Re: [PATCH] mtd: nand: raw: qcom_nandc: Don't clear_bam_transaction on READID

Konrad Dybcio <konrad.dybcio@xxxxxxxxxxxxxx> · Mon, 31 Jan 2022 20:54:12 +0100

On 31/01/2022 15:13, Sricharan Ramabadhran wrote:
Hi Konrad,

On 1/31/2022 3:39 PM, Konrad Dybcio wrote:

On 28/01/2022 18:50, Sricharan Ramabadhran wrote:
Hi Konrad,

On 1/28/2022 9:55 AM, Sricharan Ramabadhran wrote:
Hi Miquel,

On 1/26/2022 4:12 PM, Miquel Raynal wrote:
Hi Mani,

mani@xxxxxxxxxx wrote on Wed, 26 Jan 2022 16:03:16 +0530:

On Wed, Jan 26, 2022 at 11:16:13AM +0100, Miquel Raynal wrote:
Hello,

miquel.raynal@xxxxxxxxxxx wrote on Fri, 14 Jan 2022 08:27:18 +0100:
Hi Konrad,

konrad.dybcio@xxxxxxxxxxxxxx wrote on Thu, 13 Jan 2022 19:44:26 
+0100:
While I have absolutely 0 idea why and how, running 
clear_bam_transaction
when READID is issued makes the DMA totally clog up and refuse 
to function
at all on mdm9607. In fact, it is so bad that all the data 
gets garbled
and after a short while in the nand probe flow, the CPU 
decides that
sepuku is the only option.

Removing _READID from the if condition makes it work like a 
charm, I can
read data and mount partitions without a problem.

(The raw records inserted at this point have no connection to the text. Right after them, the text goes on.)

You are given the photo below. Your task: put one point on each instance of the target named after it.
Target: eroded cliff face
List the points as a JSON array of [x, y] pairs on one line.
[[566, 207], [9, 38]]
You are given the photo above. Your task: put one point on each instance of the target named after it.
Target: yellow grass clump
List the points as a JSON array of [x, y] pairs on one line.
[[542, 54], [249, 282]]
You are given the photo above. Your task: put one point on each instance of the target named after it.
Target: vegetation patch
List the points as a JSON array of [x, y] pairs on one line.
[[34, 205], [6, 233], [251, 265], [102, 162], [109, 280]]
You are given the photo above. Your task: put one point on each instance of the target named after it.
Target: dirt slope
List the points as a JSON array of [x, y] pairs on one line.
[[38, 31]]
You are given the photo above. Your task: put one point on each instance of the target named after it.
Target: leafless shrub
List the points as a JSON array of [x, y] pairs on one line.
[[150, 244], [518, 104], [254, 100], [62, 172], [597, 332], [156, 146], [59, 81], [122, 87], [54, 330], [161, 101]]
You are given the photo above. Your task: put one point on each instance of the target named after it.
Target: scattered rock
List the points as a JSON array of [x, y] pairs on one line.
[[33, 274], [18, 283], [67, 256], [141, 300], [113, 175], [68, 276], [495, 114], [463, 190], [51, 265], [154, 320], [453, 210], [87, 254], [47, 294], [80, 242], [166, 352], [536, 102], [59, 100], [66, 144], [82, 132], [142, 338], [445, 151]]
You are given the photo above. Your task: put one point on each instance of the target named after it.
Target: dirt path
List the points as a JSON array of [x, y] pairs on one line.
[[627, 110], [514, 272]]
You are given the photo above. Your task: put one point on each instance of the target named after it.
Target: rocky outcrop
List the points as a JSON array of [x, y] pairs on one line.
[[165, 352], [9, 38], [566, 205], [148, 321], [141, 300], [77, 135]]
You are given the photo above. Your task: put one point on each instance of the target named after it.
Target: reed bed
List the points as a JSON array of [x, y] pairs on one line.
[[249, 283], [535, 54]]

Signed-off-by: Konrad Dybcio <konrad.dybcio@xxxxxxxxxxxxxx>
---
This is totally just an observation which took me an inhumane 
amount of
debug prints to find.. perhaps there's a better reason behind 
this, but
I can't seem to find any answers.. Therefore, this is a BIG RFC!
I'm adding two people from codeaurora who worked a lot on this 
driver.
Hopefully they will have an idea :)
Sadre, I've spent a significant amount of time reviewing your 
patches,
now it's your turn to not take a month to answer to your peers
proposals.

Please help reviewing this patch.
Sorry. I was hoping that Qcom folks would chime in as I don't 
have any idea
about the mdm9607 platform. It could be that the mail server 
migration from
codeaurora to quicinc put a barrier here.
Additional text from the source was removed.